What you need to know about countertops

Countertops for Kitchens and baths can be a real mystery for the most of us. Yeah that’s right!

Granite has been the mainstay for quite some time. First used by the wealthy in their homes, it gained in popularity across the spectrum of homeowners during the early 1990’s.

What’s the deal with Granite countertops anyway?

  1. Granite is a natural stone and comes in many colors and variations.
  2. It comes in gloss or honed (matte) finishes. Gloss is the most popular.
  3. Can be scratch and heat resistant, and used as counters in kitchen, baths and bars.
  4. Pots and pans chip an edge near the sink? That can be repaired.
  5. Choose an edge, such as the Bullnose or Double Ogee which won’t chip as easily.
 Blue Pearl Royal Granite – great for a Beach House kitchen

Blue Pearl Royal Granite – great for a Beach House kitchen

Problems with Granite:

  1. Those pesky chips.
  2. Don’t slap a hot casserole dish on the countertop if the design is very large with big quartz crystals. Called “High Movement,” The larger the design, the less heat resistant.
  3. High maintenance! You can use a granite spray to clean your countertops, but to maintain the glossy finish you should polish them every 6 months to a year, to seal the stone.
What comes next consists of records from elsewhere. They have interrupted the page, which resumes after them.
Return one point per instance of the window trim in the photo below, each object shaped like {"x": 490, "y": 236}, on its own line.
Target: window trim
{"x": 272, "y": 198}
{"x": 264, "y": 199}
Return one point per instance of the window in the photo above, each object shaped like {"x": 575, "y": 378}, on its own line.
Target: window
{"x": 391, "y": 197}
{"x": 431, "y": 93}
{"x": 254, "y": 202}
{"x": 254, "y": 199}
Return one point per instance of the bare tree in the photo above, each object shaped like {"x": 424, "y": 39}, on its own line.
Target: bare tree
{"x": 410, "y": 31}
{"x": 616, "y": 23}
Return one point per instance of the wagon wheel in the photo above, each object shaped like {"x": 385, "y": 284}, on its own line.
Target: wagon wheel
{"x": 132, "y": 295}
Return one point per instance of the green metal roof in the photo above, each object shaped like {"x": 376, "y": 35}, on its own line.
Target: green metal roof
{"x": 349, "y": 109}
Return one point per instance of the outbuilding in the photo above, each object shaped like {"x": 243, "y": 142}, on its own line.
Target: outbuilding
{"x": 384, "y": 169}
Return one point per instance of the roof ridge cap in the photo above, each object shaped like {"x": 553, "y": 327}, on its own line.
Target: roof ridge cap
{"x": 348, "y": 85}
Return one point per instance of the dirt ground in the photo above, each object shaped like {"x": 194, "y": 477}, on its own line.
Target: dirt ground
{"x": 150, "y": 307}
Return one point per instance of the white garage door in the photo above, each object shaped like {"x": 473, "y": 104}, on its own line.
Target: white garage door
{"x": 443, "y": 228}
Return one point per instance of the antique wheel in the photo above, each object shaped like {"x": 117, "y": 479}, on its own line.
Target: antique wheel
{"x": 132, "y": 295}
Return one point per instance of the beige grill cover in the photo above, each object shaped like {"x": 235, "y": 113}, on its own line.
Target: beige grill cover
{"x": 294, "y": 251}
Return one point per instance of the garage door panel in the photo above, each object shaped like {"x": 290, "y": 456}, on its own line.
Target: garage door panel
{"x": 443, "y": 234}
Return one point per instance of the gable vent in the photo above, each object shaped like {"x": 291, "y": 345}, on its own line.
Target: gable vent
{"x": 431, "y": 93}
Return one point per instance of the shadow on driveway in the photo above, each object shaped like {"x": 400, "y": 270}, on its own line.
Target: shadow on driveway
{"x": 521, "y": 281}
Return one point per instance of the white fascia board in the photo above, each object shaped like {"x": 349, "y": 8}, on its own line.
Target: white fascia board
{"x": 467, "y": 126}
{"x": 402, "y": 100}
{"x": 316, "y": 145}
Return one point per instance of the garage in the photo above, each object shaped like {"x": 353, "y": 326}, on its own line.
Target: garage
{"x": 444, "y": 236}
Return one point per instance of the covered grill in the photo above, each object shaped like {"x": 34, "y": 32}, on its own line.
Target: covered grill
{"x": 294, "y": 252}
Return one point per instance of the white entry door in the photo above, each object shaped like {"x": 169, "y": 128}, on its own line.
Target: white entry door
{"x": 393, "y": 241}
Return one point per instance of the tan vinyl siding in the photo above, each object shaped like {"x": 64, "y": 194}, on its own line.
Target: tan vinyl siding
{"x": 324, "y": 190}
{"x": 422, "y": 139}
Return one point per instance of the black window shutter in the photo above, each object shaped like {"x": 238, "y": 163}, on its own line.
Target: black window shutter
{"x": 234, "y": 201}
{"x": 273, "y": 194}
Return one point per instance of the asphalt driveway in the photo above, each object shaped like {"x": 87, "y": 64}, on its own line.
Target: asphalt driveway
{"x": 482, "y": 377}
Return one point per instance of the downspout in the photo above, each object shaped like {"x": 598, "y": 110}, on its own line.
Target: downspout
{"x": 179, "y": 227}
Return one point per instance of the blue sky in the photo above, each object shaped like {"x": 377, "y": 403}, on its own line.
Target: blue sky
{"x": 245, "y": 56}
High Movement granite needs polishing at 6 months as it has more porosity.
  4. You must chose from one lot. As the miners get closer to the end of the run, the color darkens.
  5. It can be quite costly, depending on what you choose. Prices can vary on demand and stock available. See #4
 Granite with High Movement

Granite with High Movement

Quartz Countertops, the not so new kid on the block:

  1. Cambria and Silestone are the top manufacturers
  2. Made of 95% quartz 5% resin, making them just about impermeable – even to food acids!
  3. Resistant to heat, impact and scratches, and doesn’t need sealing. Comes in smooth, suede and volcano (low pebble) finishes.
  4. Available in many colors, and available as shower trays, built-in sink bowls, kitchen, bath and bar countertops.
  5. Greenguard certified and many are hygienic (Bacteriostatic). Clean up is with soap and water.
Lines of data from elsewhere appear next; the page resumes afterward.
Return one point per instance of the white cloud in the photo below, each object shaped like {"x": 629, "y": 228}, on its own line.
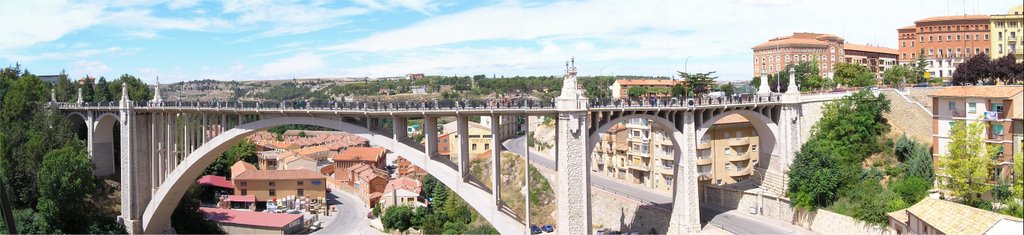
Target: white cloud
{"x": 36, "y": 22}
{"x": 288, "y": 18}
{"x": 422, "y": 6}
{"x": 298, "y": 65}
{"x": 178, "y": 4}
{"x": 91, "y": 68}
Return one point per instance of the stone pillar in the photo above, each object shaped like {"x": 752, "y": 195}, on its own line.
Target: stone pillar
{"x": 463, "y": 131}
{"x": 496, "y": 161}
{"x": 130, "y": 217}
{"x": 685, "y": 208}
{"x": 399, "y": 127}
{"x": 430, "y": 135}
{"x": 573, "y": 170}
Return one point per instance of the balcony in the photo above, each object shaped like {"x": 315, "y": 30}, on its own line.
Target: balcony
{"x": 993, "y": 116}
{"x": 739, "y": 142}
{"x": 740, "y": 172}
{"x": 704, "y": 175}
{"x": 665, "y": 169}
{"x": 739, "y": 157}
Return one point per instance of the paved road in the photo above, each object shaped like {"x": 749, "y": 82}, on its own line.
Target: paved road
{"x": 732, "y": 221}
{"x": 351, "y": 216}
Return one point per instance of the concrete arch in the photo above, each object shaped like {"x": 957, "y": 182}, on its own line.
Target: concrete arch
{"x": 163, "y": 202}
{"x": 103, "y": 145}
{"x": 767, "y": 130}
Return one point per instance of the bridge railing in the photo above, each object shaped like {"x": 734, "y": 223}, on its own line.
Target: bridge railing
{"x": 687, "y": 102}
{"x": 504, "y": 104}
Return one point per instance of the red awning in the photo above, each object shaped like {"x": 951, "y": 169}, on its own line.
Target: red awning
{"x": 235, "y": 198}
{"x": 215, "y": 181}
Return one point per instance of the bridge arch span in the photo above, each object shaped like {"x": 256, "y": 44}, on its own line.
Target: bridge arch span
{"x": 164, "y": 201}
{"x": 768, "y": 131}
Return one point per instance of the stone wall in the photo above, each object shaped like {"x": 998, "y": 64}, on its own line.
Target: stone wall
{"x": 621, "y": 213}
{"x": 825, "y": 222}
{"x": 822, "y": 222}
{"x": 773, "y": 206}
{"x": 907, "y": 118}
{"x": 810, "y": 114}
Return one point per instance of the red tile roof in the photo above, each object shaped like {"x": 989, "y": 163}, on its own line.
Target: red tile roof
{"x": 1003, "y": 91}
{"x": 360, "y": 154}
{"x": 402, "y": 183}
{"x": 652, "y": 82}
{"x": 869, "y": 48}
{"x": 250, "y": 218}
{"x": 238, "y": 198}
{"x": 241, "y": 167}
{"x": 280, "y": 174}
{"x": 215, "y": 181}
{"x": 953, "y": 18}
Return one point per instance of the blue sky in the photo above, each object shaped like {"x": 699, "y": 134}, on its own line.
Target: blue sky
{"x": 253, "y": 40}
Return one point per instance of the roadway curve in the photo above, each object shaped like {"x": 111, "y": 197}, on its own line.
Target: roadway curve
{"x": 734, "y": 222}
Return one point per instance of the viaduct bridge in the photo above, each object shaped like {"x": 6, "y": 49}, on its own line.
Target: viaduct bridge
{"x": 165, "y": 146}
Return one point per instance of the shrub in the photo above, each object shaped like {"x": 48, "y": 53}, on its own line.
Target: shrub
{"x": 911, "y": 189}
Problems with Quartz Countertops?

  1. Strong sunlight can possibly discolor them.
  2. Though high heat resistant, still be safe and use a trivet or potholder underneath a hot pot.
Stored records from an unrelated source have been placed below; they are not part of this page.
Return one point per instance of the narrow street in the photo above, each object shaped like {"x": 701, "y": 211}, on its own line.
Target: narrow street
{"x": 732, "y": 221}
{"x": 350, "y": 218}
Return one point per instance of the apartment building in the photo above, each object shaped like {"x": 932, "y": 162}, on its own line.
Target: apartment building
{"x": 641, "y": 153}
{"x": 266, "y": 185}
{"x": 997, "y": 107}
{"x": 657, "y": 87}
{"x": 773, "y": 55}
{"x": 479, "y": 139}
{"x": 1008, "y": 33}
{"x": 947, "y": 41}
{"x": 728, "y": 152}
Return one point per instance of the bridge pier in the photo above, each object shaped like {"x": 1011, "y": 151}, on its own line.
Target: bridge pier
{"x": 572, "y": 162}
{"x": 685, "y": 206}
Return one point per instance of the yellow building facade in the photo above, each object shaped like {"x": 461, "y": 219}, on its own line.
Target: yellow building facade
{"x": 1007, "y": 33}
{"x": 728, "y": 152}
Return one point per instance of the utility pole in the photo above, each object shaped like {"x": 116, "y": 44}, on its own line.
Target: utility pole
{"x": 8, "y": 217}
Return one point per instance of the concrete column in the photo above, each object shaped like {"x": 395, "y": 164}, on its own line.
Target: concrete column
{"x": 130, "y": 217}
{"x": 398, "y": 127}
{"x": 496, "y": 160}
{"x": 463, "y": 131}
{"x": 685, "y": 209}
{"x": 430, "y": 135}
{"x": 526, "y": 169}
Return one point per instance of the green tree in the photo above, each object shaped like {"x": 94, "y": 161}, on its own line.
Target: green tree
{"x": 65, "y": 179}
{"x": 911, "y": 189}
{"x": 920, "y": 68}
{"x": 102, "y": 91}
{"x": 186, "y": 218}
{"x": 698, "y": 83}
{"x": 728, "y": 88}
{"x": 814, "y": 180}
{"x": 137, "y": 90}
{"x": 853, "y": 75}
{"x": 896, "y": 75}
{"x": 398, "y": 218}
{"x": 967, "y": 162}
Newest entry to the countertop category? DEKTON

  1. What is this? A mixture of raw materials including glass, the latest generation of porcelain tiles, and quartz surfaces.
  2. These Miraculous counters of the future came out about three years ago. Max heat resistance to Fire and Heat, High UV resistance makes it suitable for outdoor use. Max resistance to scratching and stains! What more can I say? Still, you’ll want to use a cutting board to keep the knife blades safe.
  3. Can be used for counters, flooring (yep!) facades and walls.
  4. Made in a few hours, what naturally would take nature thousands of years to do, using a process called PST..learn about this by watching the video. Covers the build of Cosentino’s new facility in Spain, as well as the Particle Sintering Technology (PST) process. Fascinating to watch!

Problems with DEKTON?

  1. For some reason, the residential market has yet to warm up to Dekton.
  2. Consumer reports tested it, and came to the conclusion that it can crack when you drop a pot from on high….yeah, like that happens! Response:Cosentino conducted extensive test on the materials in its facilities and when subjected to impacts from regular kitchen items and utensils, such as a knife, can of food and a pot, the material did not crack- validating its high performance to withstand normal levels of wear and tear. Dekton was designed to durably withstand everyday wear & tear- whether it’s scratching, staining, heat or cutting.  It scored well in all of those categories in the Consumer Report Testing. As Consumer Reports’ testing conditions didn’t comply with our own installation guidelines, we can’t validate their results.Now if you take a 2-4lb weight and drop it on any surface that is not installed and just clamped between two vices, I am sure just about anything will dent/ or crack.

So that was a walk in the park. My hope is you are now better informed on the use and performance of different types of countertops. Concrete is not that great, Zinc is pricey, reacts to all sorts of food, so won’t stay shiny, and can warp. I didn’t cover butcher block, as you can get very large Boos Boards now, that takes the place of inserting butcher block into your countertops – though they do make nice islands – if you’re not into stone.

We like to see what differences our clients prefer when choosing stone for their projects.